Phaselis, Olimpos Milli Parkı içinde, 10’da biri
1. derece sit alanı.
Otoritenin kankilerinden biri burada inşaat yapacak. 280 odalı, 3 yüzme havuzlu, 6 tenis kortlu, otoparklı. Şatafatlı barok özentisi bir şey olacağını kestirmek zor değil.
Orman Bakanlığı alanın 49 yıllığına tahsisine “Olur” dedi.

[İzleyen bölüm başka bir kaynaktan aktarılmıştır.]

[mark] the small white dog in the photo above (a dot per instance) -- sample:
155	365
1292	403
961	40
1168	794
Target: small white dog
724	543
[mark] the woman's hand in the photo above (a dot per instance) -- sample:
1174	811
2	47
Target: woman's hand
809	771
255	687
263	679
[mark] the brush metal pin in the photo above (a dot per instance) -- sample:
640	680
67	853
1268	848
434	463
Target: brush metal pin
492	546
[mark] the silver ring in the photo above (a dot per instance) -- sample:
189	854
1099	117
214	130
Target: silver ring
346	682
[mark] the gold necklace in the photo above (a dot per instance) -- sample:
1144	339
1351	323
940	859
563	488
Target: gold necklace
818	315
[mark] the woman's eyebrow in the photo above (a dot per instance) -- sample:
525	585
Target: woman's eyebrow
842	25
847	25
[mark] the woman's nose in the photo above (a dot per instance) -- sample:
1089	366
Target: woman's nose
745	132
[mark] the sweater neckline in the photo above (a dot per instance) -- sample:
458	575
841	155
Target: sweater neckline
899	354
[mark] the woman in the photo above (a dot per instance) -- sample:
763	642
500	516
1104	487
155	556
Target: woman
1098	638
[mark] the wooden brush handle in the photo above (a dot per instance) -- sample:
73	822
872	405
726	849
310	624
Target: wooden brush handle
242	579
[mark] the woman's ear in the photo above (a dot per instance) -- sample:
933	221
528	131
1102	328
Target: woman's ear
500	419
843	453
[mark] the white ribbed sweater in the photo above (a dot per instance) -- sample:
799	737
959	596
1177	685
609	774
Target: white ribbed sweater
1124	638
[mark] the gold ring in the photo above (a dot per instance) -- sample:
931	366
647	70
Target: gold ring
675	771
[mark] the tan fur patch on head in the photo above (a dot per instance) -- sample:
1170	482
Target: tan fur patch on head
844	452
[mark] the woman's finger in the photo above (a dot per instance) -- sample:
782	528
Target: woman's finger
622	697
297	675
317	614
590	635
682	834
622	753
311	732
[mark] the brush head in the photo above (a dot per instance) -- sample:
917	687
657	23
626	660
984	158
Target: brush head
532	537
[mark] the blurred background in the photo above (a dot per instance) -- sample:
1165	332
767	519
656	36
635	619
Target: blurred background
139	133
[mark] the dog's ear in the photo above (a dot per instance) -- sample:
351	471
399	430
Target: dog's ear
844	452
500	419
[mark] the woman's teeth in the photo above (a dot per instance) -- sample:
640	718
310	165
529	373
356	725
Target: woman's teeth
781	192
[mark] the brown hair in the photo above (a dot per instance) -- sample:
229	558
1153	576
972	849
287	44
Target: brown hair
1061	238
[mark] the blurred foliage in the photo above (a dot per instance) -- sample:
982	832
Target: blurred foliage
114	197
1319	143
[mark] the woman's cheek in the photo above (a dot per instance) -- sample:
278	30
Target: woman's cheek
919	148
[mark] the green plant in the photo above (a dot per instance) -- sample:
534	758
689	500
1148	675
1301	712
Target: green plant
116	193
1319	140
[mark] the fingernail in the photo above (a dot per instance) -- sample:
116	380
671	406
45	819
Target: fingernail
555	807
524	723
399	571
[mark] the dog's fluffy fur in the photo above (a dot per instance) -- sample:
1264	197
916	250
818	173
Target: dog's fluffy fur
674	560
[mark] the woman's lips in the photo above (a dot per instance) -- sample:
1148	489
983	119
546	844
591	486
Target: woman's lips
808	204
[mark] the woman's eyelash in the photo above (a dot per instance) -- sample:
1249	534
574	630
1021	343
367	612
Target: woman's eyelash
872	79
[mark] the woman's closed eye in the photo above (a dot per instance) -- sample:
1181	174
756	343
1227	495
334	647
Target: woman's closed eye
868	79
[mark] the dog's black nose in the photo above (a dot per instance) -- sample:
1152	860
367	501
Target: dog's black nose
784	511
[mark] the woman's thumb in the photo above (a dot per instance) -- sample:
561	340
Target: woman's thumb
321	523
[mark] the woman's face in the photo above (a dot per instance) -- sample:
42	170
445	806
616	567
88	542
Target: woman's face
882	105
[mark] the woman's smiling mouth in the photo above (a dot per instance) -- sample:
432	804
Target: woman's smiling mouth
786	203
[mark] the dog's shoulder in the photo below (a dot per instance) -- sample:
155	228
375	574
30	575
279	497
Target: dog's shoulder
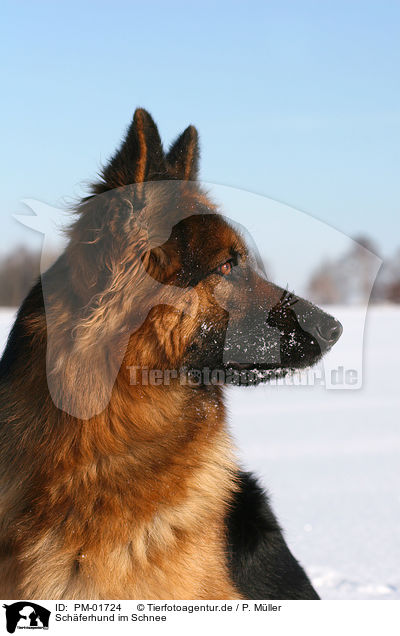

Aralarında Çevre Mühendisleri Odası’nın da bulunduğu meslek odaları, STK’lar ve yurttaşlar iki ayrı dava açtı. İlk dava bu “Olur”un iptali ve yürütmenin durdurulması için.
İkinci davanın konusu ise ÇED raporu. Artık ülkemizde inşaatların önünü açmak için sıradan bir faaliyete dönen “ÇED’den muaf tutma” ayrıcalığı bu projeye de nasip oldu. Bu dava, “ÇED gerekli değildir” kararının iptali için.
*
Hikâye yine buram buram hukuksuzluk kokuyor. Süreç yine tersten işletilmiş. Önce alan tahsis edilmiş, sonradan şirket gerekli evrakları toparlamış, imar planları yapılmış. Kanun “Milli parkların gelişme planları kesinleşmeden izin verilemez” derken, burada gelişim planı tahsis sonrasında hazırlanmış.
*
Burası, uluslararası sözleşmelerle korunan tarihi Antik Phaselis kentinin hemen arkasında, arkeolojik alanla iç içe. 2012’de tarihi sit özelliği genişletildi ve 20 bin metrekare daha sit ilan edildi. Alanın tamamının sit olması talebi üzerine arkeolojik özelliğinin yeniden araştırılmasına karar verildi. Koruma kurulu incelemelerine devam ederken, gidip alanı otelci kankilerine tahsis ediyorlar. Pes.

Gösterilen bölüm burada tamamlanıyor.